The United Nations Development Programme is in Ghana this week to review sub-Saharan Africa's economic performance during the past decade. The organization's director said the region is poised for positive growth over the next few years.
While in Ghana this week, the administrator for the United Nations Development Program, Helen Clark, struck an optimistic note about the economic future of the region.
"Talking about the big picture for Africa now, the latest IMF [International Monetary Fund] forecast suggests that sub-Saharan Africa would be the second fastest growing region in the world in the next couple of years. This means Africa is part of the solution to the world's problems.
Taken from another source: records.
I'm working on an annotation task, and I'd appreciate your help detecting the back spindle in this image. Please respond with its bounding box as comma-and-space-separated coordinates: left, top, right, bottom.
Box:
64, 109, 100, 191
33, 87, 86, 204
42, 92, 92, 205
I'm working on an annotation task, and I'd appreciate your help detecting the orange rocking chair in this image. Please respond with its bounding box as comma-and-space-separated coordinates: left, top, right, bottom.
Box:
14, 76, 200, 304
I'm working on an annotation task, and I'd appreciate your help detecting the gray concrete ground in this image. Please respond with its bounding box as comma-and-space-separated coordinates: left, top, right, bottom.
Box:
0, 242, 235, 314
This is a time of potential," she said.
The UNDP regional bureau is meeting in Accra to review the sub-Saharan region's economic performance over the past decade and look at ways to tackle challenges and sustain the gains that have been made.
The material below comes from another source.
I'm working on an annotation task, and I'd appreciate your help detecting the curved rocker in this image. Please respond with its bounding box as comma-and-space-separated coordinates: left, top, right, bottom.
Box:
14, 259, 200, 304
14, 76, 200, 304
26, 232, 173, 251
Clark debunked suggestions that moving into a middle-income status would have negative impacts on poor in the sub-Saharan region.
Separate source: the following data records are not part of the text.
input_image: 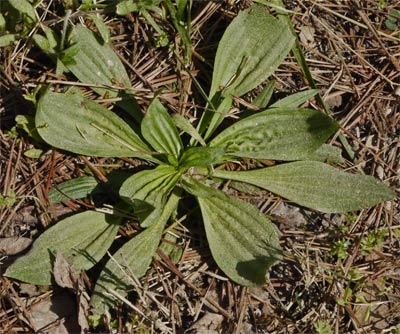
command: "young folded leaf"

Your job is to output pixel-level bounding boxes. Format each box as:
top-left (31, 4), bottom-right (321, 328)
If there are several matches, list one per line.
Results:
top-left (179, 147), bottom-right (225, 168)
top-left (241, 81), bottom-right (275, 118)
top-left (172, 114), bottom-right (206, 146)
top-left (91, 191), bottom-right (180, 314)
top-left (210, 108), bottom-right (338, 161)
top-left (5, 211), bottom-right (120, 285)
top-left (119, 165), bottom-right (181, 227)
top-left (269, 89), bottom-right (318, 109)
top-left (251, 81), bottom-right (275, 109)
top-left (212, 161), bottom-right (395, 213)
top-left (202, 96), bottom-right (233, 141)
top-left (141, 98), bottom-right (183, 165)
top-left (181, 176), bottom-right (281, 286)
top-left (36, 90), bottom-right (154, 160)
"The fact that a country then moves into that next category of middle income status means that there is a considerable potential to mobilize resources domestically, and I think that is part of the success story," she said. "I don't think we should see it as a negative. It often involves an adjustment where there's been a significant amount of overseas development assistance that starts to drop away, but that needs to be then compensated for by domestic resource mobilization of the financial position that the country is in."
Clark also spoke about the prospects of a review of the Millennium Development Goals, as there are doubts that the 2015 targets can be met.